Reputation:
So I've been working on a scraper project.
Now I've implemented many things but I've been stuck on this one thing.
So first let me explain workflow: Scrapers are called in scraping-service
module, where I wait for the promise of the functions called to be resolved. Data is fetched in scrapers, and passed to the data_functions
object where data is: merged, validated and inserted into DB.
Now here is the code:
scraping-service
const olxScraper = require('./scrapers/olx-scraper');
const santScraper = require('./scrapers/sant-scraper');
//Calling scraper from where we want to get data about apartments
const data_functions = require('./data-functions/dataF');
let count = 1;
Promise.all([
olxScraper.olxScraper(count),
santScraper.santScraper(count),
]).then(() => data_functions.validateData(data_functions.mergedApartments));
So here I'm waiting for the promise of these two functions, and then passing merged data to validateData
method in the data_functions
.
Here is the scraper:
const axios = require('axios'); //npm package - promise based http client
const cheerio = require('cheerio'); //npm package - used for web-scraping in server-side implementations
const data_functions = require('../data-functions/dataF');
//olxScraper function which as paramater needs count which is sent in the scraping-service file.
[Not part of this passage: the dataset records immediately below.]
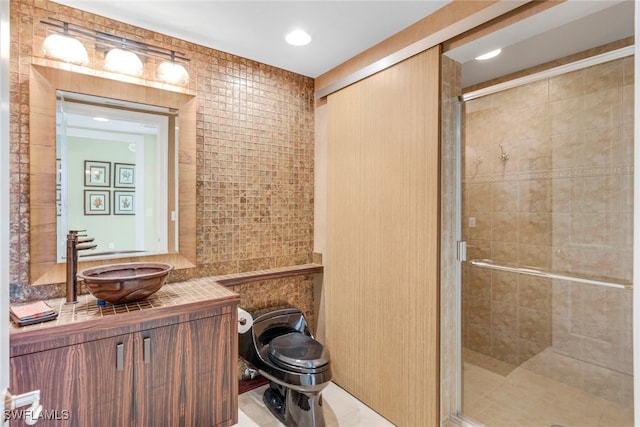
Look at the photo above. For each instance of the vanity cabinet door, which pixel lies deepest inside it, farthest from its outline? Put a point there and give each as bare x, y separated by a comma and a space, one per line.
185, 374
86, 384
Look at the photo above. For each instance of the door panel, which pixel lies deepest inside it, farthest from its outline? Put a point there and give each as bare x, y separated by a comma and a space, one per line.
381, 272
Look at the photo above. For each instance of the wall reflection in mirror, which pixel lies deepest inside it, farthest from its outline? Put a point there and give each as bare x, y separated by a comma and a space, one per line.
114, 179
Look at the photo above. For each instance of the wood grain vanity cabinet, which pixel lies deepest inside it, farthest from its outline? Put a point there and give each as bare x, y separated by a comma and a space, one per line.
169, 366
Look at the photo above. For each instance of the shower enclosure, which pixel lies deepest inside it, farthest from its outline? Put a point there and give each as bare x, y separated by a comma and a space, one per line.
547, 216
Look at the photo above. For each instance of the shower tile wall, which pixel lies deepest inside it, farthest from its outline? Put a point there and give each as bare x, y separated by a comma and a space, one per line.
563, 202
254, 159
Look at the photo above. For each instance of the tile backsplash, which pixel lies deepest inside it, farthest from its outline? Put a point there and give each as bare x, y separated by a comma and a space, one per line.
255, 152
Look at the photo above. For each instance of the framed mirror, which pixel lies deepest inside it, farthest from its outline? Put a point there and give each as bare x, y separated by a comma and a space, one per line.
112, 181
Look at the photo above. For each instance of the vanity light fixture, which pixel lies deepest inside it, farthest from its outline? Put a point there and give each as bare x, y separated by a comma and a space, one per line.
488, 55
68, 49
123, 61
298, 38
121, 55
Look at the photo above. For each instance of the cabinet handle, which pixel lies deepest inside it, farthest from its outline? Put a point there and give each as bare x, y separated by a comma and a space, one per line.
120, 357
147, 350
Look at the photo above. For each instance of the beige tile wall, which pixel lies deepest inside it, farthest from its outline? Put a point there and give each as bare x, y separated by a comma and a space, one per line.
449, 316
255, 142
562, 202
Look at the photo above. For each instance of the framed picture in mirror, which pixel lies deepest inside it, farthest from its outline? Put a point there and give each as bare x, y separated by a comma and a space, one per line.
97, 174
124, 176
96, 202
124, 202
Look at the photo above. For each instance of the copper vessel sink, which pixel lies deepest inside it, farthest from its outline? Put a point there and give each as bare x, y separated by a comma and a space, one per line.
127, 282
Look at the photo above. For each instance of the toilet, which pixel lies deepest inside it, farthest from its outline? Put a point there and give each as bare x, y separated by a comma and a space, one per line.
280, 346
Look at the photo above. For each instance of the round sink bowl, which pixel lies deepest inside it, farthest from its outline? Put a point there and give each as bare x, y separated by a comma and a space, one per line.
127, 282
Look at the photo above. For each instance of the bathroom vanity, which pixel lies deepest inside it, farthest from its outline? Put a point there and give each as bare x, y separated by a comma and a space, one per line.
168, 360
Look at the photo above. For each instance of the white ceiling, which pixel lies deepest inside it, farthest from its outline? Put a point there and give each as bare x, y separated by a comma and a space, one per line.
342, 29
256, 29
566, 29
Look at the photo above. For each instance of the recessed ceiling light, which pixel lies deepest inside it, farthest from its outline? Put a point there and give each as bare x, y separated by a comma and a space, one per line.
489, 55
298, 38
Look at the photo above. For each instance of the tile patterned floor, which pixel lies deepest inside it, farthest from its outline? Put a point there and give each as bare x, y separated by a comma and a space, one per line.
500, 395
340, 409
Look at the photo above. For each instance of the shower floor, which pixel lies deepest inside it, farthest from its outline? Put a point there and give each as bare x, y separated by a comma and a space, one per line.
548, 389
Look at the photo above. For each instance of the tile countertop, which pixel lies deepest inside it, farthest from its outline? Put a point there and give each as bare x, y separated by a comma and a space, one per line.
171, 294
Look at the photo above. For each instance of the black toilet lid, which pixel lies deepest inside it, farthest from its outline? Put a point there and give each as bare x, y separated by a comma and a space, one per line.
297, 350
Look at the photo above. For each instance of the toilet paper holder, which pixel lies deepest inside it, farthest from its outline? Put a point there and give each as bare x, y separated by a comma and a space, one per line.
245, 321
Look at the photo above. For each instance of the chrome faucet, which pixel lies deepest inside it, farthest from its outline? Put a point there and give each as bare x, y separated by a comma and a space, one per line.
75, 242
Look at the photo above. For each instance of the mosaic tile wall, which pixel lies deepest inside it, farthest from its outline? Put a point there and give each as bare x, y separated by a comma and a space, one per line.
255, 142
563, 202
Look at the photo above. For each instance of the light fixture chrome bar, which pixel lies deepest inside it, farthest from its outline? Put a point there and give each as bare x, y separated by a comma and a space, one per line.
485, 263
552, 72
110, 40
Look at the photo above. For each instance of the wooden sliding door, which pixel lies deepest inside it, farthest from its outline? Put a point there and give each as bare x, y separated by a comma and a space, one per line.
381, 268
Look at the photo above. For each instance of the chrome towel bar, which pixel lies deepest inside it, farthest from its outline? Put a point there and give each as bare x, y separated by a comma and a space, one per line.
485, 263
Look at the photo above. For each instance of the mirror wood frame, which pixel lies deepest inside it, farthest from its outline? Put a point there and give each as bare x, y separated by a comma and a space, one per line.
43, 83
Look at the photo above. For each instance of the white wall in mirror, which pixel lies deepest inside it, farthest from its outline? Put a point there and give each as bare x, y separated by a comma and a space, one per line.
112, 180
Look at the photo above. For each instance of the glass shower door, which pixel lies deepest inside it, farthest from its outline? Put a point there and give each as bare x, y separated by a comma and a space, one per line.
548, 219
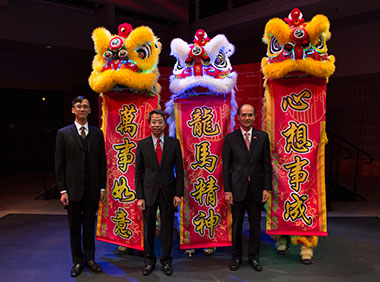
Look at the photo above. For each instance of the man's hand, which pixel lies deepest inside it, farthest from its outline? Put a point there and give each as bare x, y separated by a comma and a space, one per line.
265, 196
102, 195
141, 204
176, 201
65, 199
229, 198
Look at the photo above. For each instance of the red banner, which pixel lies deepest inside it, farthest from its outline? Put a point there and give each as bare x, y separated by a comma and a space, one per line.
125, 122
295, 114
201, 124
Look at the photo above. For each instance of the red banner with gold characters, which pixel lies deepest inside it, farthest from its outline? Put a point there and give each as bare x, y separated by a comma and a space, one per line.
201, 124
125, 122
295, 116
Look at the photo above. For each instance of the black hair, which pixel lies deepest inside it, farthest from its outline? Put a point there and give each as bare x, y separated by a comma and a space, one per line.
157, 112
79, 99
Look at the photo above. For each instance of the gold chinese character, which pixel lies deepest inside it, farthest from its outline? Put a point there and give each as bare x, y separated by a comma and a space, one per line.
295, 101
126, 125
121, 219
208, 189
203, 157
297, 174
296, 138
202, 222
124, 156
297, 209
121, 191
202, 122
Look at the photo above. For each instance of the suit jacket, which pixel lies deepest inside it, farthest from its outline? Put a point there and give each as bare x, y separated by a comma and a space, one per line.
238, 164
149, 175
70, 162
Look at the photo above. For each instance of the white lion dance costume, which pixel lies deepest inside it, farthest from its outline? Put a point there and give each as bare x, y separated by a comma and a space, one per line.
125, 74
296, 71
202, 111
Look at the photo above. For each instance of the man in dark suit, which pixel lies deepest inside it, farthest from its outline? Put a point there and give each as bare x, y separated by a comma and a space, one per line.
247, 178
157, 157
80, 167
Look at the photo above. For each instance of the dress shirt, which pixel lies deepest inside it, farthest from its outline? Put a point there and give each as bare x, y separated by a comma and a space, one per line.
79, 126
249, 134
161, 141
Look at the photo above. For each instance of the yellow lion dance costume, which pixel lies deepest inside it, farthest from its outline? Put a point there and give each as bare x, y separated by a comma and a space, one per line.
127, 60
297, 48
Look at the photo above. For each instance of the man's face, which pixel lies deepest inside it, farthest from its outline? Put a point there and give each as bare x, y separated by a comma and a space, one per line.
157, 124
81, 110
246, 117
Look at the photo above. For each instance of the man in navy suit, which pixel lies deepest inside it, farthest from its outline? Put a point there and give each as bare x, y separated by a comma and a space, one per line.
247, 178
80, 167
157, 158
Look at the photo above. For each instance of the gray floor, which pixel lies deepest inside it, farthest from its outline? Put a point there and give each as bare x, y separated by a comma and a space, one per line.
36, 248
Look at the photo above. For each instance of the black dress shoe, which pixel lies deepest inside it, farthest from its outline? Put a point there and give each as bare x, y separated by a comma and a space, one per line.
148, 269
93, 266
235, 264
306, 261
76, 270
255, 264
168, 270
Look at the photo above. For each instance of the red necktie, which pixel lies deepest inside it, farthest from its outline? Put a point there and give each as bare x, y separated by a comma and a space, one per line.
159, 151
246, 134
83, 132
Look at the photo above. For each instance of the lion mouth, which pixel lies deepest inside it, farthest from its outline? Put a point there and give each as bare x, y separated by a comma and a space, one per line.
120, 64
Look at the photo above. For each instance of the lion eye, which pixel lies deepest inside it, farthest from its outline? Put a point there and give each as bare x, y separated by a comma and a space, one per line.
107, 55
178, 66
220, 60
275, 46
116, 43
144, 51
320, 45
123, 53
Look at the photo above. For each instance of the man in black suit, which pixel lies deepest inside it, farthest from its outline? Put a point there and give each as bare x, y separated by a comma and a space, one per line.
80, 167
157, 157
247, 178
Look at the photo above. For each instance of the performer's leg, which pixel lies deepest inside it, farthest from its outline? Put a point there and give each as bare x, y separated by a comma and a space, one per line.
74, 212
149, 221
167, 220
237, 228
254, 217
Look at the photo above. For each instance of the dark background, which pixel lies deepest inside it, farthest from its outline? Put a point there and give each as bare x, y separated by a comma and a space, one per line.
46, 51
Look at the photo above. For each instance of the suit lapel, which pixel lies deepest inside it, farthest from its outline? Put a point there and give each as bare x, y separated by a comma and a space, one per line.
76, 136
89, 136
166, 140
253, 141
153, 151
240, 137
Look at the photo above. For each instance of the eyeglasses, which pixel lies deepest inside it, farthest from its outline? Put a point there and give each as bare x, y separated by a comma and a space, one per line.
84, 107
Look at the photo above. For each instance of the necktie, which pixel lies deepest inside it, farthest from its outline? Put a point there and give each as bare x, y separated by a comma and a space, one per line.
83, 132
246, 134
159, 151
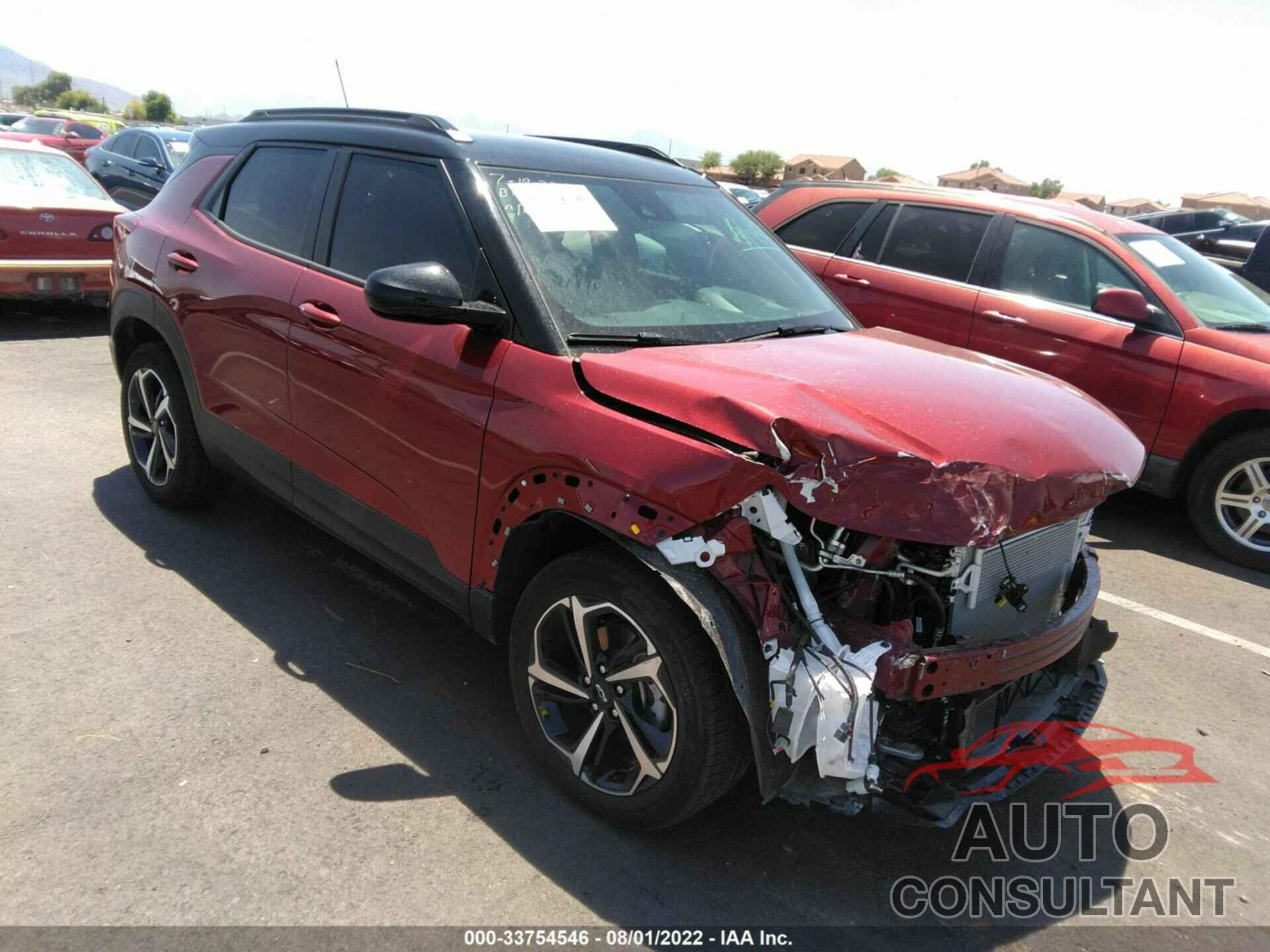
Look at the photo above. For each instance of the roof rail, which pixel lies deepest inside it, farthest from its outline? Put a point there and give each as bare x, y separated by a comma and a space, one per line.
419, 121
632, 147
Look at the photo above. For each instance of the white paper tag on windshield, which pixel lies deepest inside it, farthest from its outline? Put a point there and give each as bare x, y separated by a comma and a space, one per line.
1158, 253
559, 206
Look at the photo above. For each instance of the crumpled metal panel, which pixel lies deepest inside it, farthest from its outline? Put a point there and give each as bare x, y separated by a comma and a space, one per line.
889, 433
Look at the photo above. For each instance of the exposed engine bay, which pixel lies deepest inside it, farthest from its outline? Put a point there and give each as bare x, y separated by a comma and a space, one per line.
887, 656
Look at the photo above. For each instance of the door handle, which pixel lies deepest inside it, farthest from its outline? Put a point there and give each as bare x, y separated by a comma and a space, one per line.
849, 280
1003, 317
183, 260
321, 315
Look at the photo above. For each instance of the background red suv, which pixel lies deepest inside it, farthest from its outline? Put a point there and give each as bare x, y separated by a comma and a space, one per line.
1174, 344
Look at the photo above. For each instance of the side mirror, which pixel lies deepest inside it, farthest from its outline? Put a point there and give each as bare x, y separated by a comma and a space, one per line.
1123, 303
427, 292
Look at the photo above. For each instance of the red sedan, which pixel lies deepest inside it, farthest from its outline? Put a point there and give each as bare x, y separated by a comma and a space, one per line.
73, 138
56, 226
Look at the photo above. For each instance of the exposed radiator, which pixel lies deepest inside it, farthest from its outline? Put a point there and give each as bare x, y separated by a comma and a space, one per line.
1043, 560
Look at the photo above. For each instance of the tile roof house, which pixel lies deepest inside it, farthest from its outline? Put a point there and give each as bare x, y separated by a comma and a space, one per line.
825, 167
1089, 200
1136, 206
900, 178
987, 179
1242, 204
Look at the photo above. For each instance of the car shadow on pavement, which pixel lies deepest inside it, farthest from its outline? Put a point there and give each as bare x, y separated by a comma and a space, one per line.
1141, 522
41, 321
436, 692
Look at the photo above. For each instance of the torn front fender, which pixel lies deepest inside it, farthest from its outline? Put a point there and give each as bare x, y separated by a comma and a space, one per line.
888, 433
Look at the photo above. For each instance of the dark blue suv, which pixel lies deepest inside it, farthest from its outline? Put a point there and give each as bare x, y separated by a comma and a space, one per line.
132, 165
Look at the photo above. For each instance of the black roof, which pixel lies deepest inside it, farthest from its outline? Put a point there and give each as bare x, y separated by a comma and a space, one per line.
432, 136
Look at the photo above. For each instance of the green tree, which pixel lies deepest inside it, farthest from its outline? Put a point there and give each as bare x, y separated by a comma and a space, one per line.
81, 100
757, 164
1046, 190
26, 97
54, 85
158, 107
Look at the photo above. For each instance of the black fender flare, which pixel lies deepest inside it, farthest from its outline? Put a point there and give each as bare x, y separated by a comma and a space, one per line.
737, 644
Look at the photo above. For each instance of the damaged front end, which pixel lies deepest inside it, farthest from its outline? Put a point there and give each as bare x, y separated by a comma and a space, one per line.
884, 656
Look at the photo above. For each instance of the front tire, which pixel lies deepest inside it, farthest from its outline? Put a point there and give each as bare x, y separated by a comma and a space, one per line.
621, 694
159, 432
1230, 499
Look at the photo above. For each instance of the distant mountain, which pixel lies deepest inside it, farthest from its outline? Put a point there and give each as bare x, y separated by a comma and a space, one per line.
18, 70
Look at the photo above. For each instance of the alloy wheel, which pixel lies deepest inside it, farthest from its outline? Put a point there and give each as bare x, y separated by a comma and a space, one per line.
151, 427
1242, 504
597, 687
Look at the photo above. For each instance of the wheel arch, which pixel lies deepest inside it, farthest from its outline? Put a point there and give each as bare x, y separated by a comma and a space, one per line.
552, 535
1217, 433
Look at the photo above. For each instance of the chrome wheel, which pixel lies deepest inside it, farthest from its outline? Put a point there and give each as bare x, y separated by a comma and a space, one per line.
151, 428
597, 686
1242, 504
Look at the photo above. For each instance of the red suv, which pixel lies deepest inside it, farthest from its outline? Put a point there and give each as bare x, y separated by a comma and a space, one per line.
1174, 344
587, 401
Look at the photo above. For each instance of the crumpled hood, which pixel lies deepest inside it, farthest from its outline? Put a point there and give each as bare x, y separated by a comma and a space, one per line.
889, 433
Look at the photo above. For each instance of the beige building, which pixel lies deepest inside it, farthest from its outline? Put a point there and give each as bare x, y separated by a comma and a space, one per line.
900, 178
1255, 207
987, 179
836, 168
1136, 206
1099, 204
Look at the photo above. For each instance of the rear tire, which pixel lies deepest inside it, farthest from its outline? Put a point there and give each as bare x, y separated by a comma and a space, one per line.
159, 433
651, 677
1230, 499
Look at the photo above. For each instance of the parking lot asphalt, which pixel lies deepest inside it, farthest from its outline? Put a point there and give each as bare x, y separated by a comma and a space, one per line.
228, 717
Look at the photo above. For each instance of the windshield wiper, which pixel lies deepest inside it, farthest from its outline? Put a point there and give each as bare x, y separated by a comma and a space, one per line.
640, 339
786, 332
exports.olxScraper = async (count) => {
const url = `https://www.olx.ba/pretraga?vrsta=samoprodaja&kategorija=23&sort_order=desc&kanton=9&sacijenom=sacijenom&stranica=${count}`;
//url where data is located at.
const olxScrapedData = [];
try {
await load_url(url, olxScrapedData); //pasing the url and empty array
} catch (error) {
console.log(error);
}
};
//Function that does loading URL part of the scraper, and starting of process for fetching raw data.
const load_url = async (url, olxScrapedData) => {
await axios.get(url).then((response) => {
const $ = cheerio.load(response.data);
fetch_raw_html($).each((index, element) => {
process_single_article($, index, element, olxScrapedData);
});
process_fetching_squaremeters(olxScrapedData); // if i place
//data_functions.mergeData(olxScrapedData); here it will work
});
};
//Part where raw html data is fetched but in div that we want.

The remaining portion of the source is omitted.